As for jurisdiction ratione materiae, a High Court entertains felonies in criminal proceedings; and hears civil cases whenever the claim exceeds 10.000.000 francs. A Court of First Instance similarly hears simple offences and misdemeanours; and entertains civil suits each time the claim does not exceed 10.000.000 francs.

In respect of jurisdiction ratione personae, the law on Judicial Organization clearly provides that each of those courts has a distinct composition with a president as the head of the Bench, and a registrar-in-chief as the head of the registry. Their competences are circumscribed by jurisdiction ratione loci and ratione materiae.

But what obtains in those tribunals today is that, in appointing the personnel, the President of the Republic fuses the composition of the two tribunals together as if the two were one and equal. For instance, judges appointed to the High Courts are simultaneously appointed to the Courts of First Instance. This is definitely not within the law. It would be absurd to hold that Parliament took all the time to legislate for tribunals at two levels following a Bill tabled by the President of the Republic, and that that Parliament and the very President intended in fact that the tribunals be indistinguishable in their composition. Nor would anyone seriously contend that the law intended an absurdity here when it is common knowledge that the law does not intend an absurdity.

If the argument is that the Constitution of Cameroon provides that “Judicial power shall be exercised by the Supreme Court, Courts of Appeal and Tribunals”, without distinguishing between High Courts and Courts of First Instance, the only avenue open to the President of the Republic is to refer the matter to the Constitutional Council for the determination of the constitutionality of the relevant law. There is no constitutional provision permitting him to ignore a law duly enacted by Parliament, or to conduct himself as the Constitutional Council.
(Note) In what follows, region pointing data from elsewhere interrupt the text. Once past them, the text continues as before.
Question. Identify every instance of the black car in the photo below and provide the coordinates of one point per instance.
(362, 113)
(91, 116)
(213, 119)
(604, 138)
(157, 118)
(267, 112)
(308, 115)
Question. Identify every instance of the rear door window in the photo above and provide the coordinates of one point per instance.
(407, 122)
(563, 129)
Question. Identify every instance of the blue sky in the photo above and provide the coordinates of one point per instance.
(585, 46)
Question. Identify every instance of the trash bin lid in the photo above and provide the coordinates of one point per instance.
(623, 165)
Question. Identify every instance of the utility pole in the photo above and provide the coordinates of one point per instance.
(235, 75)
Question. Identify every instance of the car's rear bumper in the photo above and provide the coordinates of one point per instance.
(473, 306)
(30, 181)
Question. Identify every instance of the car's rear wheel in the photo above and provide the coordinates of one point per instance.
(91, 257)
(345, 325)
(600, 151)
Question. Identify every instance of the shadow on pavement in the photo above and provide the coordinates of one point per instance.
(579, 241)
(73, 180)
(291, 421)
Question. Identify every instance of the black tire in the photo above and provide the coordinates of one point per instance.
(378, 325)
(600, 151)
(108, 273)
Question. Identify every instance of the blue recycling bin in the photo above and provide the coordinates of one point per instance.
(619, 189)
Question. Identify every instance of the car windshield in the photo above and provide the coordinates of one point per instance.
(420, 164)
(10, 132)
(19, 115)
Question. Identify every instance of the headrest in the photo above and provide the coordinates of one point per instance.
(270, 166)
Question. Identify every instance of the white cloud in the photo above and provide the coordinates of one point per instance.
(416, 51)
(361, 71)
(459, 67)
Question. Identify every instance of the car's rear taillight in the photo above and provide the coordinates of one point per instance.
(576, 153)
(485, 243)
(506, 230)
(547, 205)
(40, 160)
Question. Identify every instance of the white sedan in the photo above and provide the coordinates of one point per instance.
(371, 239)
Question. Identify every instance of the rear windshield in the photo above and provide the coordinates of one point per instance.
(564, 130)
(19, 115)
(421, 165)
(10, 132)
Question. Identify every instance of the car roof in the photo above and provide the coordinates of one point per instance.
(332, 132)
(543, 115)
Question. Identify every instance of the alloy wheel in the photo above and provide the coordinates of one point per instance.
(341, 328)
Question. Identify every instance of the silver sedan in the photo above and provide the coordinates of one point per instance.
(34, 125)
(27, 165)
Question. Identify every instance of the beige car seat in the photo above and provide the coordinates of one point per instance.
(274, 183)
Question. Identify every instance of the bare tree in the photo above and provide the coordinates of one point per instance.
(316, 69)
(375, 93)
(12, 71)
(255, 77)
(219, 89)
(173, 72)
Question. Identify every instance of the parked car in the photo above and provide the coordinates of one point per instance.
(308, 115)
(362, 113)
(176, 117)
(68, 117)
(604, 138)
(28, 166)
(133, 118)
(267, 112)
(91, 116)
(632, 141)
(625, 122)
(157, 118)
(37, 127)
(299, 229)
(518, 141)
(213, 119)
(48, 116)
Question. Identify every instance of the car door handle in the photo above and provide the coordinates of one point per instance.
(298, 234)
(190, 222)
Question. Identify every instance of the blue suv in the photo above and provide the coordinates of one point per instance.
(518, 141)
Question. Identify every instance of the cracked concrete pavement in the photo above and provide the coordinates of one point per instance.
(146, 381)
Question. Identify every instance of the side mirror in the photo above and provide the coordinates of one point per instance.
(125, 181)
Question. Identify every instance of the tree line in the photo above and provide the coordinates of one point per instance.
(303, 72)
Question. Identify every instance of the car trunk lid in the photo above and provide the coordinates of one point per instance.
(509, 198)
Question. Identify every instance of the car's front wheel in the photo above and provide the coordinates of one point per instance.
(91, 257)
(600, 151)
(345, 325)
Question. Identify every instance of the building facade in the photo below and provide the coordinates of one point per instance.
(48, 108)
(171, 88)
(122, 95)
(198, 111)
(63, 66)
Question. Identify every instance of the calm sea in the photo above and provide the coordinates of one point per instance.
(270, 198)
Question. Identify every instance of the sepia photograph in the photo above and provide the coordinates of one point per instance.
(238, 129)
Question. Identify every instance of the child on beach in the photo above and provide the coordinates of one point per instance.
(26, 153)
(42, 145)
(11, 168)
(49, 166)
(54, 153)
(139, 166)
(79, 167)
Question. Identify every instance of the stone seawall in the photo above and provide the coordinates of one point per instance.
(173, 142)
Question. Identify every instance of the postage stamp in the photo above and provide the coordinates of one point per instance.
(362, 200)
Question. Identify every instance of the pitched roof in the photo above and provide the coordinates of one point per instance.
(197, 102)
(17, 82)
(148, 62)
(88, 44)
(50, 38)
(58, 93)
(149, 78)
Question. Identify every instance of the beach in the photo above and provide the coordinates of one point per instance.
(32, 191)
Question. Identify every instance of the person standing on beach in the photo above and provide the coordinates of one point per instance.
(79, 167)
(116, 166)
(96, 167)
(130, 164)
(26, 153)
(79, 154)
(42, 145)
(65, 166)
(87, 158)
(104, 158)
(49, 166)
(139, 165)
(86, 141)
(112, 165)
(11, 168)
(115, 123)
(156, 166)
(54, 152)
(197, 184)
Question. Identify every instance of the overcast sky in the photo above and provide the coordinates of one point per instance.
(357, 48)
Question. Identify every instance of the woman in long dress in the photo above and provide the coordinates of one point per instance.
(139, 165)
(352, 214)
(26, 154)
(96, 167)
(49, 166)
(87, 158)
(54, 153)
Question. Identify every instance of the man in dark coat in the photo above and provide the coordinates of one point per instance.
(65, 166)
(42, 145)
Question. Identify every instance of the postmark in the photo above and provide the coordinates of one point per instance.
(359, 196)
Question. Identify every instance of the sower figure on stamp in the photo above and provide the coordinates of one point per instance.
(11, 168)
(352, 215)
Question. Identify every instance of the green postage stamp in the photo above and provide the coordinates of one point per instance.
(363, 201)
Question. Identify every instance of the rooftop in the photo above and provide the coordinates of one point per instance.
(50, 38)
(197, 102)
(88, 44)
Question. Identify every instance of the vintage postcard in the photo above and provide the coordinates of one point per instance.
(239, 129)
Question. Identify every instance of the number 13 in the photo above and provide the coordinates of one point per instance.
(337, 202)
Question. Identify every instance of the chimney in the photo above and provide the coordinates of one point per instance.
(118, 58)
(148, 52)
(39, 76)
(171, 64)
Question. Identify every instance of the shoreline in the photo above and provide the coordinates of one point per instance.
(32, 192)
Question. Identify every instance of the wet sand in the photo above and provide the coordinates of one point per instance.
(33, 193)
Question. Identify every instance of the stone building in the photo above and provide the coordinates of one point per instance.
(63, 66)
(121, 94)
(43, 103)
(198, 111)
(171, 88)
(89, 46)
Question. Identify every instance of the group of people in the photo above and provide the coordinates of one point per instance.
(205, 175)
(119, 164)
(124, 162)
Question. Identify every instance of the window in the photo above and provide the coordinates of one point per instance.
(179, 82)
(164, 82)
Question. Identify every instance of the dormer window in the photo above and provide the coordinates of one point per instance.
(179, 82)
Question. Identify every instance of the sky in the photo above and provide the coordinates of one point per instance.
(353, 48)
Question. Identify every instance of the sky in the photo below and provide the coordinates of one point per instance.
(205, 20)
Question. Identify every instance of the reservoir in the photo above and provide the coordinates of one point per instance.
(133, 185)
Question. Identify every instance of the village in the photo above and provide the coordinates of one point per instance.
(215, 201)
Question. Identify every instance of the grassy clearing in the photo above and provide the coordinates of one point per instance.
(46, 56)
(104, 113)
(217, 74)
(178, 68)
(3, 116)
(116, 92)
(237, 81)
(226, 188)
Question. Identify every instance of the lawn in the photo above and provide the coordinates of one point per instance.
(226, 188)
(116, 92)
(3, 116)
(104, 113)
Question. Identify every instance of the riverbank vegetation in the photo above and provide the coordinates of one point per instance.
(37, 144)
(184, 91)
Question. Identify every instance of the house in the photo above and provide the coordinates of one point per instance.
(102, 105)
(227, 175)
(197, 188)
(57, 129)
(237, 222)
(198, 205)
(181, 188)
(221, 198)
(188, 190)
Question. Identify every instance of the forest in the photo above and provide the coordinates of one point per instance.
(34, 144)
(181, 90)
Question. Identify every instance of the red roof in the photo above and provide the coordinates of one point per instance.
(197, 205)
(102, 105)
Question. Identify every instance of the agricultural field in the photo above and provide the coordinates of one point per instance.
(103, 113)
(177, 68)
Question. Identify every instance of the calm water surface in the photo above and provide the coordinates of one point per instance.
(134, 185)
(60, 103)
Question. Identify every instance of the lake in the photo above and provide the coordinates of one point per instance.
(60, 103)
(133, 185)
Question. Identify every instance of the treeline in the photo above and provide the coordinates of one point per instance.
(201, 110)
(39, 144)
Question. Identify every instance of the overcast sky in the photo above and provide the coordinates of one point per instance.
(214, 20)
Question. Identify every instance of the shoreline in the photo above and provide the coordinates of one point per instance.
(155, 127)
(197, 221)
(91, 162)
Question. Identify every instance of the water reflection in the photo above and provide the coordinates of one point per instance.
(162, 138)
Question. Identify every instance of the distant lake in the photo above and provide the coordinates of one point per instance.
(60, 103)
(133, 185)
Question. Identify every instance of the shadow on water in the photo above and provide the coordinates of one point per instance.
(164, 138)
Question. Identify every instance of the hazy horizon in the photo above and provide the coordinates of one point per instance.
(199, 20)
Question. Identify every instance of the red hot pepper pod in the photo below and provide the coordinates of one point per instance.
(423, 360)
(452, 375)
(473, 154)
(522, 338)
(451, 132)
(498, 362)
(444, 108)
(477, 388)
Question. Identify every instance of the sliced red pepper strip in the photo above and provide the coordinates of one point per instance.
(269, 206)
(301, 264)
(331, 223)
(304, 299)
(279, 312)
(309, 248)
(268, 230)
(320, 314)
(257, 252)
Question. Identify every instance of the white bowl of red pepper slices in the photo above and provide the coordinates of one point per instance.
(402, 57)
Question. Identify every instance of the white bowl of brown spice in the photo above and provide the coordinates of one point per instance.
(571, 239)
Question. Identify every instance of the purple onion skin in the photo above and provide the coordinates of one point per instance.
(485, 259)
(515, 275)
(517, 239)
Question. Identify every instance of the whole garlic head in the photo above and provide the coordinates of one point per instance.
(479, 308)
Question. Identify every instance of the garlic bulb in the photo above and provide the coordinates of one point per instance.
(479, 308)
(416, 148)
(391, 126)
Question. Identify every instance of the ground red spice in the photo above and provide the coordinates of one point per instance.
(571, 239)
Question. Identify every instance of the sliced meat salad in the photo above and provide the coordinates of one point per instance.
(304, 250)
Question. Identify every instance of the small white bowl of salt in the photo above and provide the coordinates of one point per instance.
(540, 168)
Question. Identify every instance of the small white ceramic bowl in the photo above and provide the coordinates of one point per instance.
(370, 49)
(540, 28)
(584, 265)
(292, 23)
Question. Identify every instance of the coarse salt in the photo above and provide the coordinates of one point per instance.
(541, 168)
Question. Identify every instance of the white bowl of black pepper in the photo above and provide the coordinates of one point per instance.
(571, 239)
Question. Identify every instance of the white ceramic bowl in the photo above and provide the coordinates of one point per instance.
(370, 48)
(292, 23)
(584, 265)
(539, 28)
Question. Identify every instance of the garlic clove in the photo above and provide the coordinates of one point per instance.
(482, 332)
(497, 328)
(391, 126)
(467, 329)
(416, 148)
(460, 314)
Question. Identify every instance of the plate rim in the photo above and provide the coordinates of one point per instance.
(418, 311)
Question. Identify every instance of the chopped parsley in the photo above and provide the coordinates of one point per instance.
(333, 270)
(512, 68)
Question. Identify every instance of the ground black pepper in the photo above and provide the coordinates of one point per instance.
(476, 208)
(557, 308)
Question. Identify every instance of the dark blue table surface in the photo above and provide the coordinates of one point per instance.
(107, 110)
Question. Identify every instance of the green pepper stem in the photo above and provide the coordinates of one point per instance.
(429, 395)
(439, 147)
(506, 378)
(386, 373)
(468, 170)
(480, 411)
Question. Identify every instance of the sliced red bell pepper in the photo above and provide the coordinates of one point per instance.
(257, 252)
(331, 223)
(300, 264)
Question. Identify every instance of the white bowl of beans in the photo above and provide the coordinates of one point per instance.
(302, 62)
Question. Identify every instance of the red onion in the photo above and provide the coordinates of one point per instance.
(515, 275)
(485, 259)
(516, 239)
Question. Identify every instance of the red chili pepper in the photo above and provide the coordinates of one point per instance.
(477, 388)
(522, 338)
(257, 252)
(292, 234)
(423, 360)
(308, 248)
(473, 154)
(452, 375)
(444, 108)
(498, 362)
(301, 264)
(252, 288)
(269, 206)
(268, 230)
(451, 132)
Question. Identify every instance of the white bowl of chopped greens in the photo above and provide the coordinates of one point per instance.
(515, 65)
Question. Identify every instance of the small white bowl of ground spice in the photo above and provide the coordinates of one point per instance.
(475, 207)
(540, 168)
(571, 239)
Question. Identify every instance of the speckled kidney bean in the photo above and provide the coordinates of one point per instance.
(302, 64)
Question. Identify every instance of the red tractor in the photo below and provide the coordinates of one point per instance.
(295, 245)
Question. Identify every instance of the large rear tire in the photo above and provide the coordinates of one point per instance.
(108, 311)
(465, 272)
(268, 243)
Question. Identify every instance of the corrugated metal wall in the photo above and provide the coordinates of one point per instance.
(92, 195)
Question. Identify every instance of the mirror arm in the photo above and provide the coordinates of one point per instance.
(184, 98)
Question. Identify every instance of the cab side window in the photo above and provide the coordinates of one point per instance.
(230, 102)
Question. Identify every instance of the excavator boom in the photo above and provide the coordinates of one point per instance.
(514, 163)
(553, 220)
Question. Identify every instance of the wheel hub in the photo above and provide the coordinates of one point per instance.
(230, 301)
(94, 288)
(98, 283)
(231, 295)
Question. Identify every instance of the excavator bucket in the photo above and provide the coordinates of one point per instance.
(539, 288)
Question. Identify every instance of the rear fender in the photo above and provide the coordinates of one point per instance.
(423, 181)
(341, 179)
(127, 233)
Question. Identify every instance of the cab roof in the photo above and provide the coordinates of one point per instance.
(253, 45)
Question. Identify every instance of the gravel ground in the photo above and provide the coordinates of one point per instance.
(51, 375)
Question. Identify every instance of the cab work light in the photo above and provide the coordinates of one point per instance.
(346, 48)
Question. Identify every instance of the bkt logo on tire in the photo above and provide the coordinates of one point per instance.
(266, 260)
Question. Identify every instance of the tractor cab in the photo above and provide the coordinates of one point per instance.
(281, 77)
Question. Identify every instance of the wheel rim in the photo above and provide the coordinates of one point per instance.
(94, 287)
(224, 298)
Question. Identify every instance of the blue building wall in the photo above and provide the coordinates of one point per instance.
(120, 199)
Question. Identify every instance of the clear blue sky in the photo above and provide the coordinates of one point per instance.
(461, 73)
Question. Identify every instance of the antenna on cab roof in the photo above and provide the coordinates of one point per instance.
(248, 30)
Again, the said Constitution provides that the “composition” of those courts “shall be laid down by law”. It was therefore in the pursuance of the Constitution that the law laid down the composition of the tribunals. Even if the argument were that, in the event of any conflict, the direct constitutional provision would prevail over the law, the body having exclusive jurisdiction to determine the matter is the Constitutional Council.

It is abundantly clear to every real legal mind, therefore, that the law is unambiguous that the two tribunals are distinct from each other. If the Legislature intended that their composition be fused under certain circumstances, it would have so stipulated by a proviso as it did with respect to jurisdiction ratione loci.

Such provision would not have been anything new. In West Cameroon, justices of appeal had jurisdiction to hear and determine cases in the High Court. But that was in accordance with an express provision of the law. It cannot be by presumption; much less can a presumption be invoked to defeat an express provision of the law. It would be useful to add that the law on jurisdiction is strictly construed. That is why in the Magistrates’ Courts of old, magistrates were classified in grades, and their jurisdiction ratione materiae was strictly restricted even within the same court.

We cannot think our system so crude that it would permit green heads from school to sit in High Courts and toy with the lives of citizens by hearing and determining capital offences. Nor can it be a valid point that we so lack judges that there is real need to appoint partisan lopsided laymen to interpret the law they have not learnt. No reasonable man with elementary legal knowledge would advance a proposition that the classification of offences in the penal code, and the enactment of the law by the Legislature providing for two distinct tribunals were meant for jest.